Peter Hoover


Peter Hoover is an author familiar to many conservative Christians of Anabaptist and similar heritage in the United States, Canada, Central America, Australia, and western Europe.

Life

Peter Hoover is the son of prominent Mennonite minister Anson Hoover and his wife Sarah Hoover He was born in Kitchener, Ontario as the sixth and last child of his parents. He is married to Susan Hoover and has had seven children with her. The couple adopted two additional children from Mexico. He has worked in Canada, Mexico, Costa Rica, United States, Chile, and Australia.
In 2006, Hoover was featured on the American television program, Dr. Phil, for his involvement in an effort to find and recover the children of an American mother whose father was concealing them in a Christian community in Belize.
In 2010, Hoover had a benign brain tumor. It was surgically removed in the Royal Hobart Hospital on 14 July, taking away much of his ability to read and write. In his email newsletters at the time, which were sometimes rambling due to his disease, he spoke of what he believed was his imminent death.
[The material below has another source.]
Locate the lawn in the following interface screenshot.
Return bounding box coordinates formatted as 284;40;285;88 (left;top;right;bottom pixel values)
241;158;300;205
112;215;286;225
This proved not to be the case as he later regained many of his former abilities, aided by a screen reader.
In 2018, Hoover left the Detention River Christian Community and joined City Light Christian Fellowship, in Waynesboro, Pennsylvania.

Writings

Hoover's books have focused on the stories of Christians in recent centuries who have most closely reflected the relationships, values, zeal and impact that Christians had claimed in the New Testament and ante-Nicene period. His books include Secret of the Strength, which is published in both English a German edition in Europe , and an online Spanish edition. Also, he has written Behold the Lamb, and The Russians' Secret , and The Mystery of the Mark: Anabaptist Missions under the Fire of God .
In Radical Anabaptists Today he tells the story of the Wanner family, a family in search of the true church in the environment in which the Noah Hoover Mennonites, the Orthodox Mennonites, the "Christian Communities" of Elmo Stoll emerged.